The FBIs request sounds ‘reasonable’ to lay people - isn’t likely ‘impossible’ from a technical standpoint - but opens a can of worms once done that can’t be undone - not the least of which is a less secure OS in the marketplace.

Those are both just opionions of other people - admittedly not lay peopel - but they do not know (or have access to) the iOS innards - so its just one more opinion on the subject.

Dude?

This post shows that you really don’t have any idea of what is actually going on.

Even if the FBI got this code they can’t guarantee hackers will not get it. Last year over 20 million people got their identities hacked from government computers. Earlier this year the FBI and DHS got hacked and almost 30,000 people got their IDs hacked.

And if hackers got it, they wouldn’t be able to do anything with it anyway. They wouldn’t be able to install it on a phone because they don’t have Apple’s authentication key. If they did somehow install it, it wouldn’t work, because that phone wouldn’t be Syed Farook’s phone. They wouldn’t be able to rewrite the app to let it run on other phones, because they don’t have the source code. And if they somehow bypassed all of those obstacles, they’d still have to figure out your password.

yeah - pretty much.

your ignorance is astounding - you’re assuming the way the court/FBI requested it is how it ‘actually’ works - this isn’t neccisiarliy the case - or the way it would end up being accomplished…

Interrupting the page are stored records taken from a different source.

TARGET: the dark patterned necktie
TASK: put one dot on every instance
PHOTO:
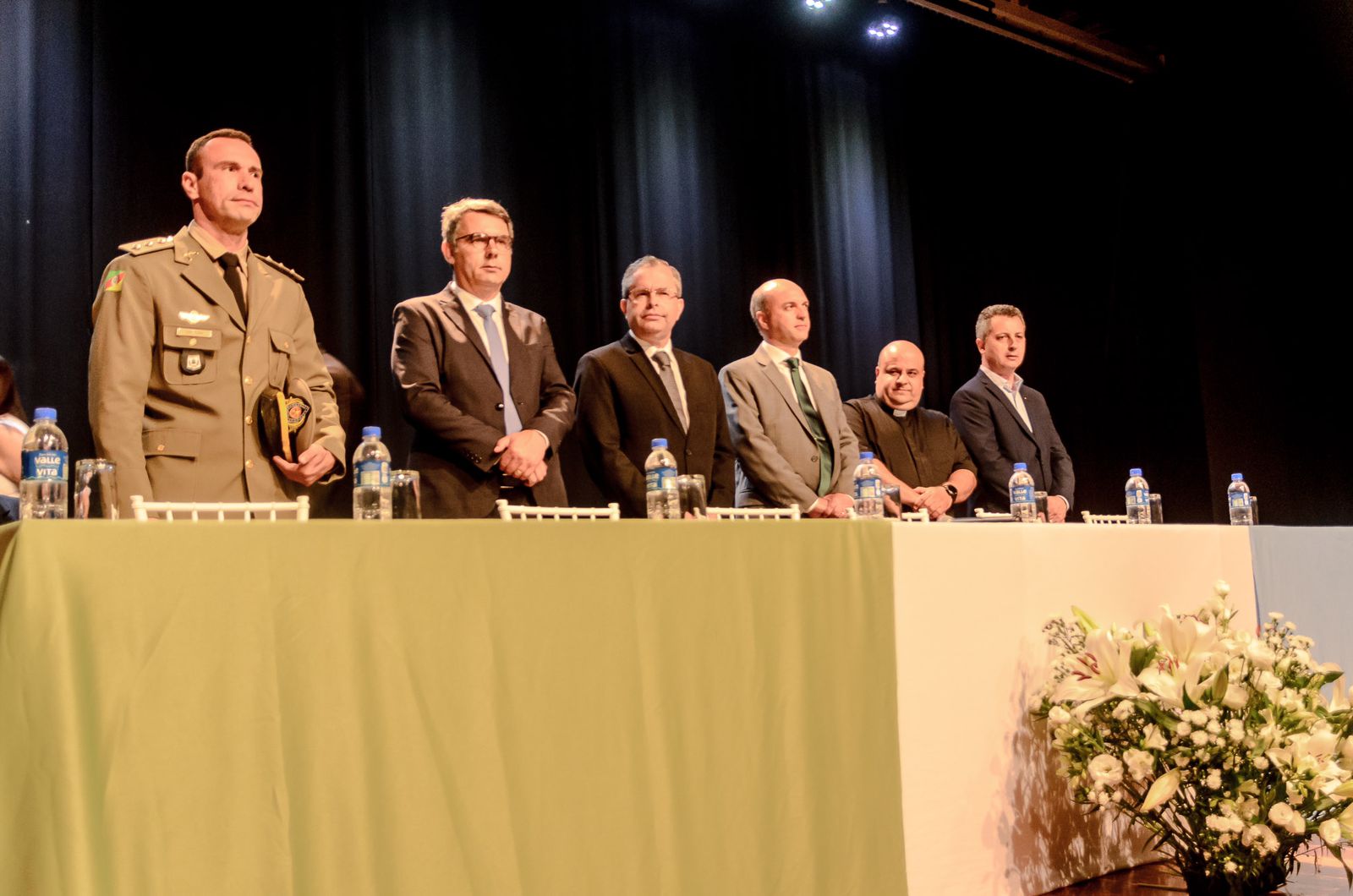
(665, 369)
(232, 263)
(815, 425)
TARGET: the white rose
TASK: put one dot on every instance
(1106, 770)
(1282, 814)
(1260, 655)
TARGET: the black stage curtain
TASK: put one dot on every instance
(1174, 243)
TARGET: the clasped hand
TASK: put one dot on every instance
(523, 456)
(310, 467)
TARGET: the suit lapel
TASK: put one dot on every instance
(646, 369)
(457, 317)
(203, 274)
(771, 373)
(999, 396)
(820, 387)
(518, 371)
(264, 285)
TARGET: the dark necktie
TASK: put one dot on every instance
(232, 263)
(512, 420)
(665, 369)
(815, 425)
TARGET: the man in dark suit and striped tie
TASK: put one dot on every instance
(478, 378)
(642, 387)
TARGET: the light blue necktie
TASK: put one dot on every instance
(512, 420)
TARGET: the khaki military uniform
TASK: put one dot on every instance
(175, 374)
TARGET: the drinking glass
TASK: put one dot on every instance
(692, 488)
(403, 495)
(96, 489)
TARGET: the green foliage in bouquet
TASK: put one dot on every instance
(1219, 742)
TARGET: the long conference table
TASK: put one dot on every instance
(479, 707)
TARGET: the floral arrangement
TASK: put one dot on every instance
(1218, 740)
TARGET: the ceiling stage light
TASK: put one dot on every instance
(885, 27)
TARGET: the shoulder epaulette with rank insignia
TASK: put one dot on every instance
(142, 247)
(282, 267)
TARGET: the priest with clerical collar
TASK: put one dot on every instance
(917, 450)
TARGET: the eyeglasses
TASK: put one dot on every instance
(660, 295)
(484, 240)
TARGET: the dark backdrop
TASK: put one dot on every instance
(1176, 244)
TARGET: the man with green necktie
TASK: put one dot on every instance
(785, 416)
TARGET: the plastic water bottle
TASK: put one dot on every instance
(371, 477)
(1138, 497)
(869, 488)
(660, 484)
(1238, 501)
(1023, 506)
(45, 463)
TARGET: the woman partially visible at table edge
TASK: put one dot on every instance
(13, 429)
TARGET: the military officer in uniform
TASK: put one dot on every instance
(189, 332)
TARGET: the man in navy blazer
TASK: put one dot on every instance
(478, 378)
(1005, 421)
(642, 387)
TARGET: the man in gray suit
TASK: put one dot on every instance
(1003, 421)
(785, 416)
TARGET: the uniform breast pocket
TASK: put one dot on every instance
(189, 355)
(279, 359)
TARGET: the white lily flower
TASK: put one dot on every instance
(1161, 790)
(1102, 670)
(1186, 637)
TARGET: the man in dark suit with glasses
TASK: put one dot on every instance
(478, 378)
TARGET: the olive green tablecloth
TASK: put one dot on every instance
(448, 708)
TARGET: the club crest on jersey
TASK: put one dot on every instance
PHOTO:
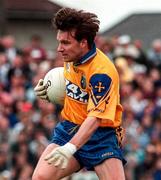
(75, 92)
(83, 82)
(100, 85)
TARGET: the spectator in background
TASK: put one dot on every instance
(8, 42)
(154, 54)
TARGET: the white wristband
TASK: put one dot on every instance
(71, 147)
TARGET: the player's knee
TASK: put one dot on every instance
(42, 176)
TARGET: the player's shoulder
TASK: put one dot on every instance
(102, 63)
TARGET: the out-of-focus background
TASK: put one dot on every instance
(130, 34)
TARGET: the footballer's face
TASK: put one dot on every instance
(70, 49)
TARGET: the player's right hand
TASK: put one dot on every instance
(40, 90)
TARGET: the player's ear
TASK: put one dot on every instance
(83, 43)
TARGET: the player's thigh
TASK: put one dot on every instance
(44, 171)
(111, 169)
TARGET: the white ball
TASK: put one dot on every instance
(55, 84)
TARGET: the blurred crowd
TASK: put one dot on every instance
(26, 122)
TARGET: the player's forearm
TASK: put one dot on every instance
(85, 131)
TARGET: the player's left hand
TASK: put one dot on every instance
(60, 156)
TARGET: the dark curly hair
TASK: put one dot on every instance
(85, 24)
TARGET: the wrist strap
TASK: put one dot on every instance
(71, 147)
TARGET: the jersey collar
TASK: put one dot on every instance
(90, 54)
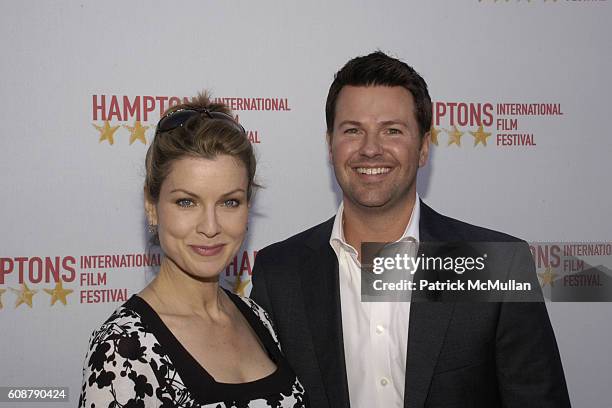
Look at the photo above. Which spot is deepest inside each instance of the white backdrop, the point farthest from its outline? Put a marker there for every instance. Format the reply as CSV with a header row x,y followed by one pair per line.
x,y
68,192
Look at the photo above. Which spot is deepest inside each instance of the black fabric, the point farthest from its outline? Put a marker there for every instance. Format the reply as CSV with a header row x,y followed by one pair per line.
x,y
458,354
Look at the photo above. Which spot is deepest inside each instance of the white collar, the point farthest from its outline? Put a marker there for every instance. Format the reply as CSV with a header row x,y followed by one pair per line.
x,y
410,233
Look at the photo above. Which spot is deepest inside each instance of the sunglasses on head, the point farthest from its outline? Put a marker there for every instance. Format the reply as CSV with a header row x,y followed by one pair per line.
x,y
179,117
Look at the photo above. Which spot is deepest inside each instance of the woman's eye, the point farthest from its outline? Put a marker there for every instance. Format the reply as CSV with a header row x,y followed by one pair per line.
x,y
185,203
231,203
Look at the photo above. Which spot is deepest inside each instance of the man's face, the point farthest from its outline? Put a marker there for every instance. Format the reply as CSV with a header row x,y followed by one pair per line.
x,y
375,146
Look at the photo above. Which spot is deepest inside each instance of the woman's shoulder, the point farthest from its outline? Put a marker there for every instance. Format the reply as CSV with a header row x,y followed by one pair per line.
x,y
123,322
261,314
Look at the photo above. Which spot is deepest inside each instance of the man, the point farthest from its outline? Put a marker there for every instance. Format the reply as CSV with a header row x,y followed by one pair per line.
x,y
392,354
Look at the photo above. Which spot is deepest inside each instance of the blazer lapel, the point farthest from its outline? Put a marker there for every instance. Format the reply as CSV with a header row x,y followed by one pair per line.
x,y
321,290
427,328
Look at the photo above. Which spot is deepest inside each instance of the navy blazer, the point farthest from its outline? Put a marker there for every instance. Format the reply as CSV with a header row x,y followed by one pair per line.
x,y
459,354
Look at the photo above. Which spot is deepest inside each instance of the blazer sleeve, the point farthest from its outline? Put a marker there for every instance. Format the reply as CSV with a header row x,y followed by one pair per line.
x,y
259,291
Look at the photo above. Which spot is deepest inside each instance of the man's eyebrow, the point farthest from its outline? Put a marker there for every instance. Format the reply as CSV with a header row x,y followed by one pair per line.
x,y
394,122
349,122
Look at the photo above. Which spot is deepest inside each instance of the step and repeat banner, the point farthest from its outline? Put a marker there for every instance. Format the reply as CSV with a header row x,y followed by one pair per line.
x,y
521,143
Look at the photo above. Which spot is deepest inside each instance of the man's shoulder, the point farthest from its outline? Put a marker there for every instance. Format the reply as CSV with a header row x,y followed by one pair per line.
x,y
444,228
311,238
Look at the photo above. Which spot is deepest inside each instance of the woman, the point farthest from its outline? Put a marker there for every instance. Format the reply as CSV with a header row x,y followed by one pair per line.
x,y
183,341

Secondly - the whole point of the FBI request is to get past ‘all those obstacles’.

Please go post about something you actually understand - somewhere else - because, you simply don’t get it.

I presume thats the point of this warrant, what the gov’t wants is problematic, as even if Apple submits and creates the desired application, or dusts it off, it still may not be of any use, depending if the guy went with a straight numeric or an alpha numeric or blended password.

The overall push on this is to create a condition whereby all device manufacturers have a means by which the govt can access what it wants, when it wants. This is the test case that gives the govt the morale highground.